The Cardinals, despite losing Carson Palmer and now Stanton are at 11-3. The NFC is so stacked that it still doesn’t give them the clincher, but they’re very close. A stingy defense that found it quite easy to get to Hill (Two sacks, seven more hits). They’ve matched the franchise record for wins, which was achieved even before they moved to Arizona. It was also their first road win without a touchdown since 1935, when the franchise was based in Chicago.
So how did they win, besides defense? Why field goals of course. The combination of Lindley and Stanton didn’t advance them much (only 131 yards on 16-of-30) but the running game did well, getting a combined 143 yards, most of them from Stepfan Taylor and Kerwynn Williams.
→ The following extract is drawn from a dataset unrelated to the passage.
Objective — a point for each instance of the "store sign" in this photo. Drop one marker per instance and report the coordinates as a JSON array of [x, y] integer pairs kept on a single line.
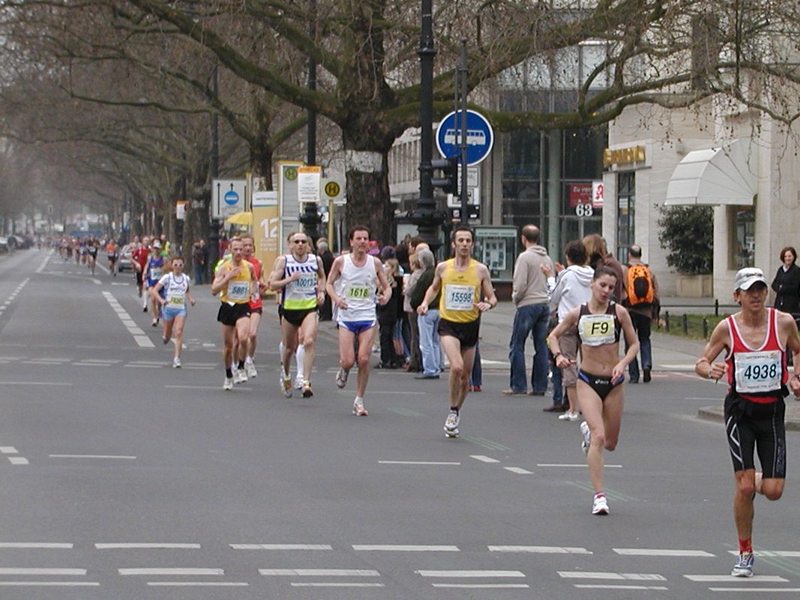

Combine that with two turnovers by the Rams: One interception and one Tre Mason fumble, and you get four comfortable, mostly short drives for Chandler Catanzaro to cap off with field goals.
The Cardinals were the first team this season to win a game without scoring a touchdown, and if Stanton is really out for the next two weeks and the playoffs, they might have to get used to that idea: Lindley hasn’t thrown a touchdown pass in his career and Logan Thomas hasn’t shown he’s closer to doing so in the short time he’s been on the field since joining the team. The Rams are tied for the best record in the NFL, but it’s hard to take them seriously as a Super Bowl challenge.
But maybe that’s the biggest drive for this team – the lack of belief from the outside world. Patrick Paterson and others seem to thrive on that negativity, turning it into motivation and fire on the field. It’s quite frustrating watching this team play so sluggishly and novicely on offense, especially with a head coach like Bruce Arians, whose specialty is offense. But he does well with the cards he has been dealt, winning 21 games through his first 30. It’s not pretty, and it’s getting more and more difficult, but no one can argue about his success.